Olympics: Taiwan apologizes for Lin's suspension

2016/08/10 12:26:47 fontsize-small fontsize-default fontsize-big
Steven Chen (陳士魁), leader of Taiwan's delegation to the Rio Olympics

Steven Chen (陳士魁), leader of Taiwan's delegation to the Rio Olympics

Rio de Janeiro, Aug. 9 (CNA) The head of Taiwan's delegation to the Rio Olympics apologized on Tuesday after female weightlifter Lin Tzu-chi (林子琦) was suspended because of an abnormal doping test.

Lin was considered to be a gold medal contender in the women's 63-kilogram division in Rio on Tuesday, but her absence opened the way for her main rival, Deng Wei (鄧薇) of China, to win the gold with a record-breaking combined lift total of 262 kgs.

The previous record was held by Lin at 261 kgs., set at the Asian Games in 2014, but her performances had not been as good since then.

She only managed a sixth-place finish at the World Weightlifting Championships in November 2015 with a combined lift of 238 kgs.

"As the leader of Taiwan's Olympics delegation, I take full responsibility for a failure to win a medal in the weightlifting event," said Steven Chen (陳士魁), who is also vice president of the Chinese Taipei Olympic Committee (CTOC).

"We disappointed everyone in Taiwan."

Taiwan's Olympic delegation decided to withdraw Lin from the competition after receiving a report on Aug. 5 pointing to abnormalities in a doping test.

"Taiwan always follows the highest standards in doping tests to ensure that competition is fair and protect athletes' rights," Chen said.

"So we have decided to temporarily suspend Lin Tzu-chi from competition and make it clear to everyone that there is no room for compromise on doping."

Chen also said the decision was based on guidance from the World Anti-Doping Agency (WADA). He did not provide any details on the abnormal doping test.

The coach of Taiwan's weightlifting team at the Olympics, Tsai Wen-yi (蔡溫義), was cited by Chen as saying he was saddened by the news of the abnormal doping test.

It was not the first time Lin failed a doping test. She tested positive for taking a banned substance before the 2010 Asian Games, and while she insisted she had mistakenly taken an illegal drug, she was still suspended for two years.

Sports Administration Director-General Ho Jow-fei (何卓飛), who is currently in Rio, also expressed regret over the situation.

Ho said Lin was one of the athletes under close watch by the International Weightlifting Federation (IWF) and any tests involving her drew attention from the federation.
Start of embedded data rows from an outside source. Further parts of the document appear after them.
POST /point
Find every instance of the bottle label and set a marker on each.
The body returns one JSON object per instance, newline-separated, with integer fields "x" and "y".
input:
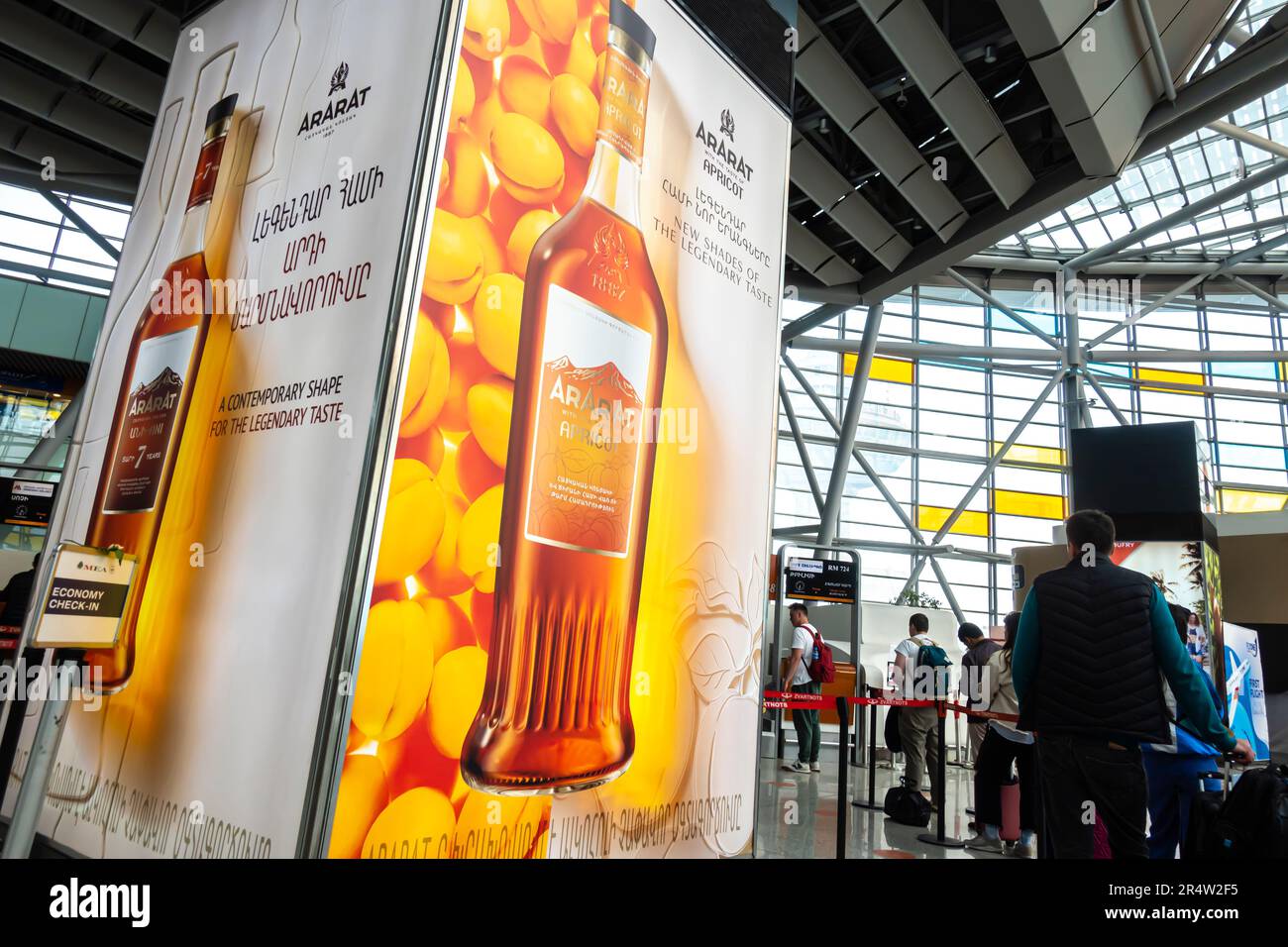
{"x": 625, "y": 103}
{"x": 147, "y": 428}
{"x": 589, "y": 428}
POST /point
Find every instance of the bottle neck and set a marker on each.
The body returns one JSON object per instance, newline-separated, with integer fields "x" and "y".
{"x": 614, "y": 182}
{"x": 614, "y": 170}
{"x": 192, "y": 236}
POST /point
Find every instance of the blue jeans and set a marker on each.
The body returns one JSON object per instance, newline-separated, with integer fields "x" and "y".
{"x": 1173, "y": 784}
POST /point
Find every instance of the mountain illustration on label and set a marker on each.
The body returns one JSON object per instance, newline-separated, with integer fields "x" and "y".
{"x": 590, "y": 388}
{"x": 160, "y": 394}
{"x": 141, "y": 454}
{"x": 584, "y": 472}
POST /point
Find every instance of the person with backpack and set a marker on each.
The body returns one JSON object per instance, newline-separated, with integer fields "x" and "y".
{"x": 1094, "y": 646}
{"x": 1003, "y": 746}
{"x": 921, "y": 667}
{"x": 807, "y": 650}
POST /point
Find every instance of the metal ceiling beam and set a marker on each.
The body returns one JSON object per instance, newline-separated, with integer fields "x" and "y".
{"x": 986, "y": 474}
{"x": 1155, "y": 43}
{"x": 47, "y": 273}
{"x": 81, "y": 224}
{"x": 1189, "y": 211}
{"x": 1219, "y": 40}
{"x": 78, "y": 56}
{"x": 1249, "y": 138}
{"x": 785, "y": 399}
{"x": 829, "y": 517}
{"x": 812, "y": 320}
{"x": 72, "y": 111}
{"x": 1257, "y": 68}
{"x": 1274, "y": 302}
{"x": 999, "y": 304}
{"x": 1215, "y": 269}
{"x": 149, "y": 27}
{"x": 1104, "y": 395}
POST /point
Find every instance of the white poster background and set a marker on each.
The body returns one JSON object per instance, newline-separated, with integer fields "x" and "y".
{"x": 231, "y": 735}
{"x": 730, "y": 337}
He said the test was done in Taiwan before the Olympic Games and sent to Japan for testing. The results came back on Aug. 5, and Japan sent a copy to the (IWF), he said.

"WADA requires that if an abnormal test is confirmed, then the athlete must be temporarily suspended from competition," Ho said. "We had to make this decision, as regrettable as it is. We also call on athletes to be careful in what they use."

The abnormal result was not immediately made public to prevent it from affecting the morale of Hsu Shu-ching (許淑淨) and Kuo Hsing-chun (郭婞淳), who were competing in women's weightlifting events on Aug. 7 and 8, respectively, according to local media.

Taiwan's delegation in Rio said Lin's suspension will make it harder for Taiwanese athletes to achieve the goal set by the Sports Administration of three golds, two silvers and bronze at the 2016 games.

Taiwan has won three medals at the Rio Olympics after four full days of competition. It has won a gold and a bronze medal in women's weightlifting and a bronze medal in the women's team event in archery.

It is one of 24 countries to have won a gold medal in Rio so far and one of 16 countries to have won at least three medals.